Les journées de l'autisme - les 15 et 16 mai 2004 - seront certainement l'occasion pour les associations de célébrer une petite victoire sur le gouvernement français. Le comité des ministres du Conseil de l'Europe a, en effet, adopté, dans une résolution du 10 mars 2004, une décision du comité européen des droits sociaux de novembre 2003. Ce dernier a considéré que la France ne respectait pas ses obligations éducatives vis-à-vis des personnes autistes au regard de la charte sociale européenne.
Pour mémoire, une procédure de réclamation collective permet à certaines organisations habilitées de saisir le comité européen des droits sociaux de recours alléguant la violation de la charte. Cette instance prononce ensuite une décision sur son bien-fondé et la transmet au comité des ministres du Conseil de l'Europe dans un rapport. Ce dernier peut alors décider de l'adopter dans une résolution.
Tout commence en juillet 2002. Autisme-Europe, qui fédère des associations de parents de personnes autistes d'une dizaine de pays européens, en accord avec les associations françaises (Autisme France, Unapei, Sésame Autisme et Pro Aid Autisme...), demande au comité européen des droits sociaux de déclarer que la France ne remplit pas de manière satisfaisante les obligations qui lui incombent au regard des articles 15§1 et 17§1 de la partie II et de l'article E de la partie V de la charte sociale européenne. En cause, le fait que « les enfants et adultes autistes n'exercent pas et ne peuvent pas exercer de manière effective, adéquate et en nombre suffisant leur droit à être éduqués en milieu ordinaire ou à trouver des formules de placement bénéficiant d'un soutien adéquat dans des institutions spécialisées qui offrent des possibilités éducatives et des services connexes » et le non-respect du principe de non-discrimination. Autrement dit, il ne s'agissait pas de savoir si la France respectait la charte du point de vue des textes juridiques mais de vérifier si la pratique suivie en France lui était conforme.

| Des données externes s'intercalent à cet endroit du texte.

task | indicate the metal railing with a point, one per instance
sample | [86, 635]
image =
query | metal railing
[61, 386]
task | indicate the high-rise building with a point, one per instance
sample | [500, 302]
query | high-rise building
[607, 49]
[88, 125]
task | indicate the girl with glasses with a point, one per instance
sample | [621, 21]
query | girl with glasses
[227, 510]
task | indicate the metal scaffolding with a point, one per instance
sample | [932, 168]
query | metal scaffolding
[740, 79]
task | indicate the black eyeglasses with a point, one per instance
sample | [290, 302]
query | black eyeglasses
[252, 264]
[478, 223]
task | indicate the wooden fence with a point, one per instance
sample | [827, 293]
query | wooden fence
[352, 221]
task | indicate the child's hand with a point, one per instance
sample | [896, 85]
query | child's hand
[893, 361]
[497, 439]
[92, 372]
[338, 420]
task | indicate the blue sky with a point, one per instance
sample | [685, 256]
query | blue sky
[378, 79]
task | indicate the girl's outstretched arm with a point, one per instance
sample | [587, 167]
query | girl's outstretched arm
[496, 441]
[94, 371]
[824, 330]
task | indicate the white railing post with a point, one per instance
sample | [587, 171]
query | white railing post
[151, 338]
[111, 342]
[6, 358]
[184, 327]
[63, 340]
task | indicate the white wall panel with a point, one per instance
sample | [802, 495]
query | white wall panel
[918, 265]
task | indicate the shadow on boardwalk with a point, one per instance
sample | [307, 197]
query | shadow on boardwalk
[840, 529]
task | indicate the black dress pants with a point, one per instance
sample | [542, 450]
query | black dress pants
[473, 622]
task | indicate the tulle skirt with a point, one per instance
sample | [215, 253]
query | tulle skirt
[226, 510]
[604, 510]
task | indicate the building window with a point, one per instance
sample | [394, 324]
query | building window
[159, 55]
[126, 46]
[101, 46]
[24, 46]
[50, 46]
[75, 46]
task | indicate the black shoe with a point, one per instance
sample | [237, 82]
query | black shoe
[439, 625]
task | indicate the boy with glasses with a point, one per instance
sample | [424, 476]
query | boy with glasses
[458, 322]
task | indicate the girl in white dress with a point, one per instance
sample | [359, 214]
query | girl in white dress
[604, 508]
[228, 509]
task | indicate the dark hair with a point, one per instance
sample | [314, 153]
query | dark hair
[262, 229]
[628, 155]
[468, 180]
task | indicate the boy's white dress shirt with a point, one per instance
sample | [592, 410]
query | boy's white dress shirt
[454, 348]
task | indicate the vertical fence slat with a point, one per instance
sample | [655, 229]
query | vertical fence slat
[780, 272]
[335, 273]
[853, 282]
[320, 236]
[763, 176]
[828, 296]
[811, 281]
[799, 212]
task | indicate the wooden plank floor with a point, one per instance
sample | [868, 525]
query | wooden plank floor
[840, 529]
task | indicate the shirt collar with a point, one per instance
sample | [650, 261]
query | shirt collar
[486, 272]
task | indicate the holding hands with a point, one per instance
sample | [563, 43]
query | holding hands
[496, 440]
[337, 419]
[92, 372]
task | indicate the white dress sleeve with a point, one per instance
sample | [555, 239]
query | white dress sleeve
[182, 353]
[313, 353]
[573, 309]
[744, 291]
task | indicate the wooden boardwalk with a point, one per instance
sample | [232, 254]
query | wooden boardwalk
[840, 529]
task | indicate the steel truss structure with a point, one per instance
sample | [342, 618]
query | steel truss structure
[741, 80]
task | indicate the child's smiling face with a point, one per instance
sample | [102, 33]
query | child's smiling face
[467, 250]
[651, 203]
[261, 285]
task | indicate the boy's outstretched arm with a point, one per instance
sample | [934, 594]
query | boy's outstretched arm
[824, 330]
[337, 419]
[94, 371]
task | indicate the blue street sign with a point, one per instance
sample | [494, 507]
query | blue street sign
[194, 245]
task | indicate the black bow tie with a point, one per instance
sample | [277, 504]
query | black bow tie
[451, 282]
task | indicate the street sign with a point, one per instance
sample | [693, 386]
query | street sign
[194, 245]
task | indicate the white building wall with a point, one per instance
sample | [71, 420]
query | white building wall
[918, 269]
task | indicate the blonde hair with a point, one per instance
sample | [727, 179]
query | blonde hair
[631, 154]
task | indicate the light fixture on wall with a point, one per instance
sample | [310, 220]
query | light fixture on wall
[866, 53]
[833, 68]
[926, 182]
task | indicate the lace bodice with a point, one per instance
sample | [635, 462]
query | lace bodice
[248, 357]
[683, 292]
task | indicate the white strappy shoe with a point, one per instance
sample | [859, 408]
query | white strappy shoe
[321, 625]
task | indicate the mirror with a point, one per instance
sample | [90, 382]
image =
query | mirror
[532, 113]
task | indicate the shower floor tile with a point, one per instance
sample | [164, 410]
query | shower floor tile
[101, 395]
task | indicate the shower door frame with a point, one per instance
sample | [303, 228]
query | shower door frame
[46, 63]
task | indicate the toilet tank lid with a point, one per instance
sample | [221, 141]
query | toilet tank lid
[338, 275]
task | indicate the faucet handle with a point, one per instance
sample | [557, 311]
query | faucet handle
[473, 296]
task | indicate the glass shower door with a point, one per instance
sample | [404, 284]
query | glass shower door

Le comité européen des droits sociaux répond par la négative. En préalable, il rappelle que, pour l'application de la charte, l'obligation incombant aux Etats parties est de prendre non seulement des initiatives juridiques mais encore des initiatives concrètes propres à permettre le plein exercice des droits reconnus par la charte. En outre, « lorsque la réalisation de l'un des droits en question est exceptionnellement complexe et particulièrement onéreuse, l'Etat partie doit s'efforcer d'atteindre les objectifs de la charte à une échéance raisonnable, au prix de progrès mesurables, en utilisant au mieux les ressources qu'il peut mobiliser », souligne le comité. Enfin, les Etats parties doivent être particulièrement attentifs à l'impact des choix opérés sur les groupes dont la vulnérabilité est la plus grande et sur leurs familles.
Or, à la lumière de ces principes, le comité européen observe que, s'agissant des enfants et adultes autistes, la France n'a pas, « en dépit d'un débat national vieux de plus de 20 ans sur l'importance du groupe concerné et les stratégies pertinentes de prise en charge, marqué des avancées suffisantes, même après la promulgation de la loi du 30 juin 1975 d'orientation des personnes handicapées, dans la prise en charge de l'éducation des personnes autistes ». Il juge également que la définition de l'autisme retenue par la plupart des documents officiels français est toujours restrictive par rapport à celle de l'Organisation mondiale de la santé, et que nombre de statistiques nécessaires à l'évaluation rationnelle des progrès réalisés au fil du temps fait toujours défaut. Enfin, il considère comme établi que la proportion d'enfants autistes scolarisée dans les établissements de droit commun ou spécialisés demeure « extrêmement faible et significativement inférieure à la proportion constatée pour les autres enfants, handicapés ou non » et qu'il existe « une insuffisance chronique de structures d'accueil ou d'appui pour autistes adultes ».
C'est cette décision qui est avalisée par le comité des ministres, celui-ci ayant néanmoins pris « note de la déclaration du gouvernement » indiquant qu'il s'engageait « à mettre la situation en conformité avec la charte révisée » et à prendre des mesures en ce sens. Il demande également « que la France fasse état, lors de la présentation du prochain rapport relatif aux dispositions pertinentes de la charte sociale européenne révisée, d'une amélioration de la situation ».